Steps to Buying Thin Computing

Step one

Identify the needs of your organisation and the users

  • Try and group your users into different groups based on how they use their computer and the applications they use. For example: office users; home workers; field sales staff; production line staff; drawing office/designers; and managers. This will help identify which groups thin computing will be a good solution for.
  • Are there any particular requirements that a particular group may have? For example: do the accounts team have a special printer; do your reception staff use a webcam to take a customer’s picture for a security badge; do your production line staff need to view health and safety or training videos. Make sure you identify these needs and include them in your questions to potential suppliers. Don’t take anything for granted. Don’t assume that because your current system has a particular function, your new thin computing system will have the same capability.
  • List all the applications your users need. If this is a major task, ask a potential supplier if they have some software tools that can help do this.
  • Are there other technology solutions that you are looking at? For example, if you are looking at a voice over IP (VoIP) phone system, it may make sense to look for a thin computing solution that can work with this.

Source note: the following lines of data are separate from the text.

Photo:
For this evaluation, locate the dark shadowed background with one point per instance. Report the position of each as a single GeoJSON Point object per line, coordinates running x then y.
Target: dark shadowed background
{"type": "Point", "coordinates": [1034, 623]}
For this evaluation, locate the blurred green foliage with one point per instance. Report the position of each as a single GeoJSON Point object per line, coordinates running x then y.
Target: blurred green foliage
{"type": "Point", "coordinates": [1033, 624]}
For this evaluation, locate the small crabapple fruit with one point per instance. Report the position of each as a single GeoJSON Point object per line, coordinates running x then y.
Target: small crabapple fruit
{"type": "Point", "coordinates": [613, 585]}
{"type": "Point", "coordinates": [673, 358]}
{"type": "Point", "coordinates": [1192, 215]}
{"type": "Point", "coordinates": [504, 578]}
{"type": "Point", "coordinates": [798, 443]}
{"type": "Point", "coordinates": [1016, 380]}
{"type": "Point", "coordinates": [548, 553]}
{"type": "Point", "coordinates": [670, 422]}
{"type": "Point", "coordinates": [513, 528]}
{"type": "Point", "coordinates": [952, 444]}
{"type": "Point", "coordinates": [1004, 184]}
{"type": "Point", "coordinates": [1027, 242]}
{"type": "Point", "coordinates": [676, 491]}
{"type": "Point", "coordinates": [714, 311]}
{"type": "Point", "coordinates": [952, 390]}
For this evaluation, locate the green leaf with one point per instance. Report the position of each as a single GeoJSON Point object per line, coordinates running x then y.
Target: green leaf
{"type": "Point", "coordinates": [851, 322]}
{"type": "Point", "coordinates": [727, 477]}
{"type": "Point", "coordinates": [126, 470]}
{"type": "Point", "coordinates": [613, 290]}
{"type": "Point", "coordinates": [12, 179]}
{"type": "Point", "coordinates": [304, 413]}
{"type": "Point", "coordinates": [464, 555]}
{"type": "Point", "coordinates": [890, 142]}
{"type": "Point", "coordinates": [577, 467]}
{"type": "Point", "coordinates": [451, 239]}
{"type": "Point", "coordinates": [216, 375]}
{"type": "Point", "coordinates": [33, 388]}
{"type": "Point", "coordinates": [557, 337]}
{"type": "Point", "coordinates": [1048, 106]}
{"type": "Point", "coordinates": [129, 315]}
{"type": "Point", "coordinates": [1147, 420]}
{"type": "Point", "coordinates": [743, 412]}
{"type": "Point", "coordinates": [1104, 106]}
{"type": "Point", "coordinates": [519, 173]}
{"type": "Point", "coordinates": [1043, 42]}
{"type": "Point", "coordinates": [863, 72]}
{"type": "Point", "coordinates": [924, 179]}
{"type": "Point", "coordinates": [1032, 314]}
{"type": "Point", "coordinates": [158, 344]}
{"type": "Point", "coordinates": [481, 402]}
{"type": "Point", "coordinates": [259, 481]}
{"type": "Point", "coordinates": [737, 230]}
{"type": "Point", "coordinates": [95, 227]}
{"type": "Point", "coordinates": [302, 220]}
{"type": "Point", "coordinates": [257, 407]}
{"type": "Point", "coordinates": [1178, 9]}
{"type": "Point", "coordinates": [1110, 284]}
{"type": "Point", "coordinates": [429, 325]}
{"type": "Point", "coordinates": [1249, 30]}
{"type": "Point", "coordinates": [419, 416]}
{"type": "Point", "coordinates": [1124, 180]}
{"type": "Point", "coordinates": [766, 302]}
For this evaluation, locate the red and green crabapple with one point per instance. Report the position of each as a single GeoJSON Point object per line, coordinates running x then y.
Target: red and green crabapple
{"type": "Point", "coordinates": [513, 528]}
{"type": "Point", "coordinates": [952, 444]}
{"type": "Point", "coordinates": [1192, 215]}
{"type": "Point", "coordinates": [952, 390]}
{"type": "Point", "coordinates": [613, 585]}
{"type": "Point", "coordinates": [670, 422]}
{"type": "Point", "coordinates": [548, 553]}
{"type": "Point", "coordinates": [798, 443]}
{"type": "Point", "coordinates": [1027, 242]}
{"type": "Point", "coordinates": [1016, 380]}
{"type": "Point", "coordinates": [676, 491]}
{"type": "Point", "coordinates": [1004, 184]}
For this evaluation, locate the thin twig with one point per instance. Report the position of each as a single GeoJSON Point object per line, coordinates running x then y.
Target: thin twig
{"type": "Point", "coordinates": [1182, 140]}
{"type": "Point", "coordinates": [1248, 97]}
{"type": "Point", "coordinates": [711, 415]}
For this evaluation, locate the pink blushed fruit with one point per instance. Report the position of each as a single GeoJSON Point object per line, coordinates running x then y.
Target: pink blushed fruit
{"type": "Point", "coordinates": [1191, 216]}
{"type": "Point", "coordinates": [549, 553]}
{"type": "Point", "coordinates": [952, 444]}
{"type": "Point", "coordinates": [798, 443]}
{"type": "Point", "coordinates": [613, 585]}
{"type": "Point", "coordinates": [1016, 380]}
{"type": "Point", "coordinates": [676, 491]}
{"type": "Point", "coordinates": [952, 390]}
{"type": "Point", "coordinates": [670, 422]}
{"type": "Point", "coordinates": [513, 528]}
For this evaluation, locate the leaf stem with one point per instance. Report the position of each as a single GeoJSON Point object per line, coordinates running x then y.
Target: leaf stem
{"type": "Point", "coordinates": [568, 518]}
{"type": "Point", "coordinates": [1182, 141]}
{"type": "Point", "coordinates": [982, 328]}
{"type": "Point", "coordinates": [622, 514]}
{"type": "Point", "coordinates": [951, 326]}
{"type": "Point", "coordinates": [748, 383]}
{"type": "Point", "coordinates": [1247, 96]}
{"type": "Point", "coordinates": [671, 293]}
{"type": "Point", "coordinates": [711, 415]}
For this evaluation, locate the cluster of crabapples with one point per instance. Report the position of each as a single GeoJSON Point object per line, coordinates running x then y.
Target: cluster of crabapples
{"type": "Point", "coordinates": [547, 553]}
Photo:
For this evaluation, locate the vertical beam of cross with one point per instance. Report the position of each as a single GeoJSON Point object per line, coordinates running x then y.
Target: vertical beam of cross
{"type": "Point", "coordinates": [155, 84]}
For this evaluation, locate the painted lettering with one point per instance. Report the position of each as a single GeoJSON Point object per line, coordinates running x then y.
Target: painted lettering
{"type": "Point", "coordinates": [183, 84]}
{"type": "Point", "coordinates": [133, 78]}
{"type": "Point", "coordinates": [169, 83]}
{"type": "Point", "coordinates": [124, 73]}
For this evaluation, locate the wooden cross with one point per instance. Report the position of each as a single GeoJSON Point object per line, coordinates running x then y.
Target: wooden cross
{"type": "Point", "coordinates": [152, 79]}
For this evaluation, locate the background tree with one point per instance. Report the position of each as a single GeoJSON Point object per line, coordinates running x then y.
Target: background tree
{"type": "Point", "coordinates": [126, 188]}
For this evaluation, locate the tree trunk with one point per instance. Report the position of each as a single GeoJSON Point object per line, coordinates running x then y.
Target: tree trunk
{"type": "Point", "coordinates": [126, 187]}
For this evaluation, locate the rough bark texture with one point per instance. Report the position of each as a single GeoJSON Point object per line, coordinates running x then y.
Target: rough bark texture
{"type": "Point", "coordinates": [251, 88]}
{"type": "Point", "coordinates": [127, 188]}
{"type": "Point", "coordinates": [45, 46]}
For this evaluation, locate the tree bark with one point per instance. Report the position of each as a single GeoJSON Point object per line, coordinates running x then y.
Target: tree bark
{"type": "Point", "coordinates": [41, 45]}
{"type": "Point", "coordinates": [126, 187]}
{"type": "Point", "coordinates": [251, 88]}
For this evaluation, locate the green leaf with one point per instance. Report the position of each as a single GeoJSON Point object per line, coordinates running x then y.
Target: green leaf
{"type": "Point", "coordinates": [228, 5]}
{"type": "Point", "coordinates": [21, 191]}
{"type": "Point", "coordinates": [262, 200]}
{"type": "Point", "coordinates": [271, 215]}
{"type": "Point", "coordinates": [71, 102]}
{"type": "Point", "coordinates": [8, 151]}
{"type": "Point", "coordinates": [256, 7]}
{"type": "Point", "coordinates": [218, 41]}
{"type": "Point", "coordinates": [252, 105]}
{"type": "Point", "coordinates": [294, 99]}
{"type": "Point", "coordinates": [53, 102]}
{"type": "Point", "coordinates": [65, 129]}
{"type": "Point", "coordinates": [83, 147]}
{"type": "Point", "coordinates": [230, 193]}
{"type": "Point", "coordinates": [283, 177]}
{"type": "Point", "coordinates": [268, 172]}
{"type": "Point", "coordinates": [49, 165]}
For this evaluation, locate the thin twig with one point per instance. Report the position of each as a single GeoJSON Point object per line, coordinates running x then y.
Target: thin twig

What benefits do you want to achieve?

  • Thin computing can deliver a range of benefits. Make sure you understand what your priorities are. For example, do you handle sensitive customer data so security is critical; is cost saving most important to you; or will your business stop if your PCs don’t work – so reliability is very important?
  1. If cost savings are important, how much do you expect to save? Where are you expecting to save money? Is it in reduced hardware costs or through lower support and maintenance?
  2. How much is your organisation currently spending on technology? Have you analysed the cost of your current system including annual maintenance, support costs andsoftware licences and how does that compare to a thin computing system?

Step two

What do you need for your new system?

  • What equipment will I require? For example, you may still need to retain your PCs or Macs for graphics.
  • How much will it cost?
  • How much will it cost to maintain and support?
  • Can I utilise any existing equipment?
  • How much more (if at all) bandwidth will I need? This may be because with all your terminals accessing the central server for processing capability. Many applications use large amounts of bandwidth, for example if you are sending emails with large attachments such as presentations, but it is advisable to check that your system can cope.
  • At what cost?
  • You will need to ensure that whatever you purchase now will be able to meet your future requirements.

Step three

Identify the right suppliers.

  • Use Conjungo’s ‘Find a Thin Computing Supplier’ search facility.
  • Who has the experience of working with a company of the same size and profile as yours?
  • How many similar installations have they made?
  • Ask for references – ensure that the company is capable and reliable.
  • Ask to speak with a couple of their customers in order to see what benefits have been gained.
  • Get a credit check to ensure that they are financially stable. You can get this directly from the supplier details found from your Conjungo search.

Step four

Request a proposal from three or four of your preferred suppliers


Step five

Select a proposal.

  • Who best demonstrates that they understand your business and your requirements?
  • Is the solution flexible and scalable and therefore able to meet future demand? You don’t want to find out later that by investing a little more money now will save you money later.
  • Is it cost effective? Have they shown how and where you will save money?
  • Does it demonstrate clearly the functional benefits – rather than telling a list of particular features, does the proposal clearly show what the benefits are? There is no point on spending money for system with features that are of no benefit or that you will never use!
  • Does it clearly outline what hardware and other costs are involved?
  • How much will the software (licences) cost?
  • How much will software support cost?
  • Can any savings be made by agreeing a multi-year contract for support?
  • How will your potential supplier support and maintain your system afterwards?
  • How much will this cost?
  • Have you spoken to a couple of your preferred suppliers customers?
  • Agree on financial terms – you may be required to pay a deposit but do not pay the whole amount in advance of delivery.